This node allows you to merge two input data streams into one output data stream. The merge is performed on a row-per-row basis or by key merge performing a left-outer-join. The method is determined on what input columns are fed into the merge node.
- Data Columns section allows you to analyse what input data columns are incomming into the node. You must have two nodes feeding into the Merge node.
- Input 1 section shows what columns are fed into the Merge node for the first connected input.
- Input 2 section shows what columns are fed into the Merge node for the second connected input.
- Output section shows what columns will be fed out of the node and also shows how the merge will be performed.
- The Merge Keys shows the columns that are common between the Input 1 and 2 columns, they must match by name and type. If there are columns listed here then a Merge is performed using the left-outer-join method otherwise a row-per-row merge is performed.
- The Full Left Outer Join option is only activated when a merge by keys is performed. It allows you to specify whether the rows from Input 1 are passed to the output when there is no match found with Input 2 rows based on the Merge Keys. The output row will contain all the data for columns in Input 1 and the remaining columns will be outputed with the missing data sysmbol '?'. If this option is not selected then the Input 1 rows that are not matched to the Input 2 rows are not outputed.
- The Output Data Columns shows the list of columns been outputed from the node. All the Input 1 columns are included first in the list followed by the Input 2 columns that are not common with Input 1 columns.
NOTE 1: If there are no Merge Key columns then a row-per-row merge is performed. If Input 1 has 100 rows and Input 2 has 110 rows, then the output will consist of 110 rows where the data for columns in Input 1 will be padded with missing data '?' for the last 10 rows. The same goes if Input 2 has less rows than Input 1.

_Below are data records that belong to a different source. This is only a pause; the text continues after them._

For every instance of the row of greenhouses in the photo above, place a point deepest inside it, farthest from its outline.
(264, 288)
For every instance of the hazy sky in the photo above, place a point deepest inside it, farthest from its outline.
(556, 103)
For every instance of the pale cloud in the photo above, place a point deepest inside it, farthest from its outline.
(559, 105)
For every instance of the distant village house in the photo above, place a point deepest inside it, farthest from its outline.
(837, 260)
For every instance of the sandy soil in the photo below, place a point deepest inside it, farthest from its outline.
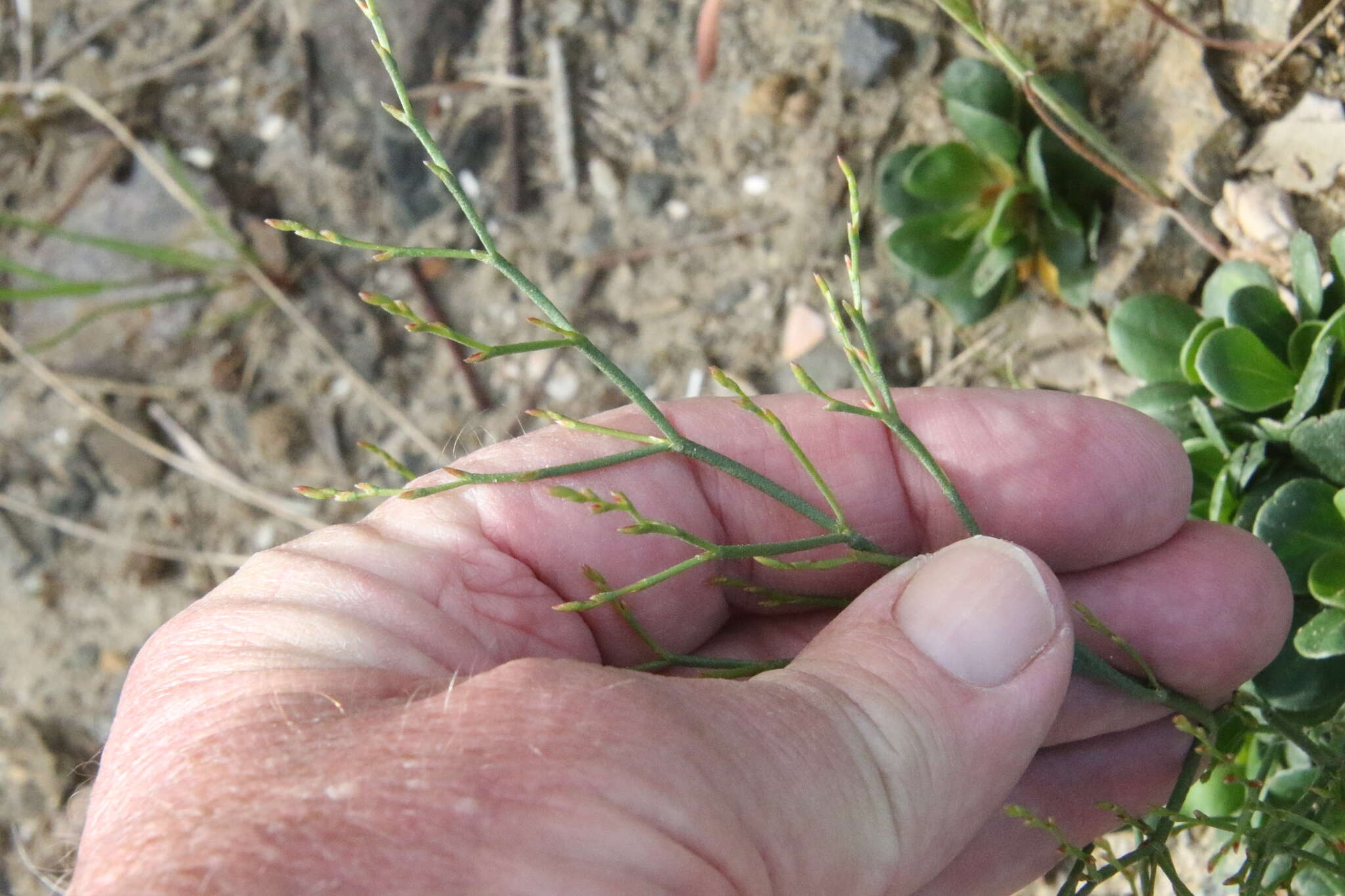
(697, 217)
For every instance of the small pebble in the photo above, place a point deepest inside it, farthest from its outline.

NOTE 2: If there are columns from Input 1 and 2 with a common name but different type then the Analyse will fail. You will have to change the name or type of the column in Input 2 to match the one in Input 1 or vise versa.
NOTE 3: The Merge by Keys can be a memory exhausting process, so choose your Merge Key columns wisely. The reason been that every row in Input 1 is matched to every row in Input 2, that has matching key values, and a new row is created for the output. That is, you can have 100 rows for Input 1 and 10 rows for Input 2 which could produce 100x10=1000 rows of output if every row from Input 1 matched every row in Input 2.